Être dans la gratitude - Ma maison
(Je réserverai un dimanche sur deux à un aspect de ma vie pour lequel j'ai de la gratitude. C'est une façon pour moi de remettre les choses en perspective et d'ouvrir mon cœur au présent.)
Aujourd'hui, j'ai de la gratitude pour ma maison.
Oui, dans une époque comme la nôtre, j'ai la chance de posséder une maison avec mon compagnon. Et j'ai aussi l'immense chance de l'avoir achetée avant que n'arrive la pandémie dans nos vies... À l'époque — car c'était réellement une autre époque — les prix n'étaient pas aussi fous d'aujourd'hui.
J'admets avoir vu cette maison comme une corvée au moment de l'achat. Je l'ai achetée un peu à reculons, alors que pour mon compagnon c'était l'un des plus beaux moments de sa vie. Je n'aimais pas l'idée de me « poser »; j'étais habituée aux appartements dont on change lorsqu'on n'aime plus le quartier... Mais l'achat d'une maison change tout ça. C'est une décision que l'on prend et à laquelle on se tient... Et ça m'effrayait.
Il faut dire que je n'ai pas eu les meilleurs modèles autour de moi. Mes parents ont laissé notre maison familiale tomber en ruine. Je les voyais incapables d'y poser un seul clou ou d'entretenir le terrain; était-ce par lâcheté, par peur ou par réelle incapacité? Je ne saurais dire... Il y avait même certaines pièces condamnées, sales et encombrées. En gros, notre lieu de vie était laissé à l'abandon. Je n'ai pas souvenir d'une rénovation avant l'arrivée d'un bon monsieur qui nous a pris en pitié; jusque là, les choses brisaient et n'étaient pas réparées.

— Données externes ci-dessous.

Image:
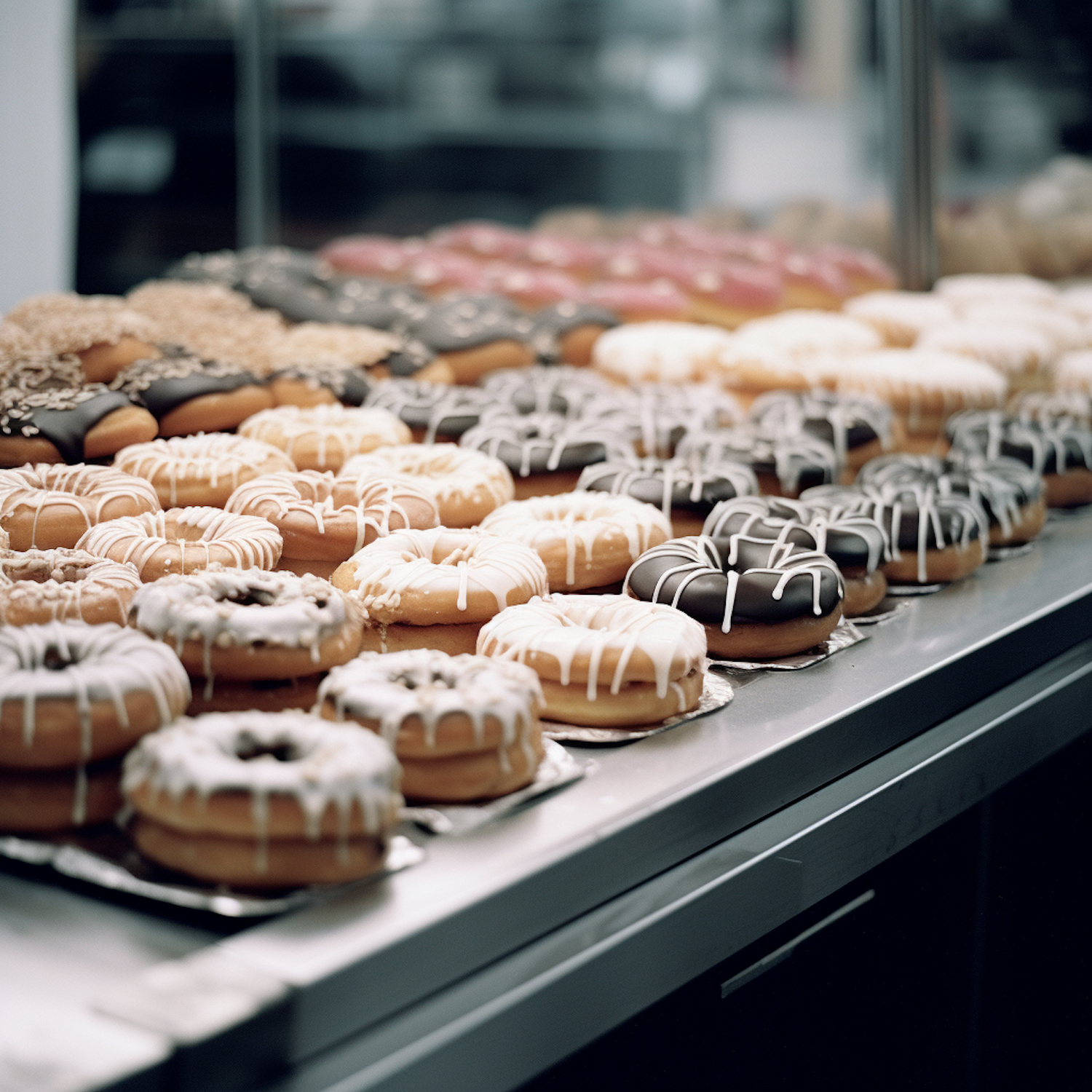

Aujourd'hui, avec du recul, je me demande : comment s'enthousiasmer à l'achat d'une maison lorsqu'on n'a connu que ça? Je comprends pourquoi j'y suis allée à reculons. Et pour cette raison, malheureusement, je n'ai pas apprécié ma propre maison comme j'aurais dû le faire.
J'en ai vraiment pris conscience durant la dernière année. J'ai décidé de prendre le taureau par les cornes et d'agir consciemment. Je ne veux pas reproduire ce que j'ai vu chez mes parents. J'ai entendu toute ma jeunesse des phrases comme « je suis nulle en travaux manuels » ou « je n'ai jamais été bon là-dedans », et j'ai cru que ce serait mon destin à moi aussi.
Mais non. Il s'avère que je puisse devenir habile si je m'y mets. Déjà, m'intéresser à la façon de faire les choses, lire des ouvrages, comprendre les étapes, participer... Tout ça me donne une longueur d'avance sur ceux qui se disent « nuls ».
C'est souvent la peur qui fait penser ainsi... Tant de choses reposent sur la peur.
La chose la plus spirituelle que je puisse faire à ce moment de ma vie est d'apprendre à travailler de mes mains pour donner de l'amour à ma maison.
Voilà, c'est dit...
Gratitude pour l'expérience que me fait vivre ma maison et pour la personne qu'elle m'invite à devenir, et gratitude pour mes bons voisins qui sont toujours là pour me donner un coup de main.